I’ve found that I first need to design a ‘staging’ area for the prepped supplies- you know, the precut cardstock or the special markers you only bring out for this specific project.
For student accessible storage, I keep markers, crayons, paper, etc on open shelving, grouped by material and categorized by warm, cool and neutral.
My drawing area is stocked with sharpened pencils, sharpeners and erasers. It’s in a spot local to my desk and the students’ desks.
Though most of my art room supplies are out for maximum student accessibility, I keep my extras in longer term storage area in a closet. Things like fingerpaint and liquid watercolor are located in a closet with shelves, inside clear boxes, which I have (mostly) labeled.
In addition to keeping projects stored safe, I also need to keep my materials in “project-ready” condition.
But, I’ll admit- finding space for storing materials has been one of the trickier parts of teaching for me.
I like to have everything out and ready to go, so I found a few storage tricks to help me keep the materials I need for teaching art concepts close at hand.
I have SO MANY teacher made examples, which I have accumulated over the years. Those go in a plastic bin for longer term storage, but I have a smaller handled case to keep the next project’s examples ready to go. The current project’s examples are almost always displayed up on my whiteboard.
I haven’t always been the biggest fan of teacher made examples, but I find that I need my students to have a visual for the completed project to be able to visualize how each step will turn out.
What’s really wild is I haven’t used a smart board and document camera since I switched to my current school! So, when ordinarily, I’d display each step on the Elmo camera, instead I display the steps of the project, on the whiteboard. These steps are written out, and match with printed-out-and-copied-off direction sheets – an ‘old school’ paper handout.
I have file folders as storage for each class’ paper handouts. Nothin’ fancy here, folks! The folders, labeled by grade level, hold my student resources, directions, worksheets, etc.. anything that I’ve copied off specifically for that lesson.
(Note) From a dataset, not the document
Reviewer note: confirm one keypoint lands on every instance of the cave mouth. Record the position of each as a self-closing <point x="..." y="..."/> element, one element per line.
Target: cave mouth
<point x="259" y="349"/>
Since, I don’t want to have to waste instructional time going across the classroom to pick up and distribute (Many times, I just put the copies on their tables ahead of time.) I keep that stash close to my whiteboard, where I give my demos and explanations. That type of direct teaching naturally leads to passing out the copies- so that’s the most convenient place to store.
I truly believe that less movement and downtime leaves fewer opportunities for misbehavior, so I try to efficiently have project materials set out on the student tables before they arrive and pre-distribute the supplies in a bin given to each table.
Have you heard of Instructional Walls? I learned that it’s a way to maximize your wall space for learning. It includes things like Anchor Charts (fancy name for poster) and Word Walls in the regular ed classroom, but I still use this concept for display of my commonly taught routines, policies, objectives and techniques.
Teaching every student in the school absolutely has its pros and cons. I get to see the student in a different atmosphere, which sometimes allows them to shine, and other times gives them to show… ahem, a unique side of their personality.
But I find when I make my objectives clear, post my expectations and display the directions, it really makes a difference on the degree in which my students are productive and generally well-behaved when they come to the art room.